UNITED STATES BANKRUPTCY COURT FOR THE DISTRICT OF KANSAS
Mar 31, 2016
Case No. 14-12347 (Bankr. D. Kan. Mar. 31, 2016)

Opinion

Case No. 14-12347

03-31-2016

IN RE: JONATHAN E. LEDIN Debtor.


DESIGNATED FOR ONLINE PUBLICATION

Chapter 7

ORDER DENYING DEBTOR'S MOTION FOR ORDER TO SHOW CAUSE WHY CREDITOR SHOULD NOT BE HELD IN CONTEMPT FOR VIOLATION OF DISCHARGE INJUNCTION

A chapter 7 discharge in bankruptcy enjoins creditors from commencing or continuing to enforce a prepetition debt as a personal obligation of the debtor. This injunction does not extend to actions to enforce a pre-petition, non-avoided lien. When a creditor issues an order of garnishment against a judgment debtor's bank deposits, the order attaches any credits or other debts owed by the depository bank to the debtor on the date that order is served. Like any other lien, a garnishment lien that is not avoided or released "rides through" a chapter 7 bankruptcy case and remains effective after the debtor's discharge. While a garnishing creditor would be precluded from enforcing a garnishment lien after the judgment debtor filed a chapter 7 petition without relief from the stay, nothing prevents that creditor from attempting to realize on the garnishment lien after discharge when the stay has expired.

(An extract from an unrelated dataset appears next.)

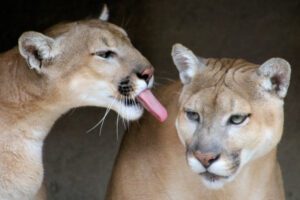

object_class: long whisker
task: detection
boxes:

Before this bankruptcy case was filed, FinanceCo garnished Jonathan Ledin's account at Commerce Bank and attached $333.49. After he was discharged, Ledin sued Commerce in state court to obtain a release of the garnished funds. Commerce filed a third-party interpleader petition, adding both Ledin and FinanceCo as defendants, and paid the funds into the court's registry for the court's determination of whether Ledin or FinanceCo was entitled to the funds. Instead of participating in that process, Ledin presented an ex parte order to a Reno County judge to pay out the funds to him and the judge entered it. After discovering that Ledin obtained the funds, FinanceCo moved to alter or amend that order asking that the funds be returned to the court's registry and that the court determine the parties' respective rights in them. Ledin claims that FinanceCo's effort to set aside the ex parte order is an attempt to collect a discharged, prepetition debt from him personally and seeks to have FinanceCo held in contempt. But because FinanceCo's efforts only extend to recovering the funds its garnishment lien attached and not to hold Ledin personally responsible, FinanceCo did not violate the discharge injunction. Even if FinanceCo's actions did violate 11 U.S.C. § 524(a), Ledin has received more than the amount garnished and has been made whole. Ledin's motion for contempt is therefore DENIED.

Facts

I conducted an evidentiary hearing in this matter on March 16, 2016. The debtor, Jonathan Ledin, appeared pro se. FinanceCo of Kansas, Inc. appeared by its attorney, Samantha M.F. Woods and its corporate secretary, Dennis Lubbers. These are my findings of fact followed by my conclusions of law made in this contested matter pursuant to Fed. R. Bankr. P. 7052.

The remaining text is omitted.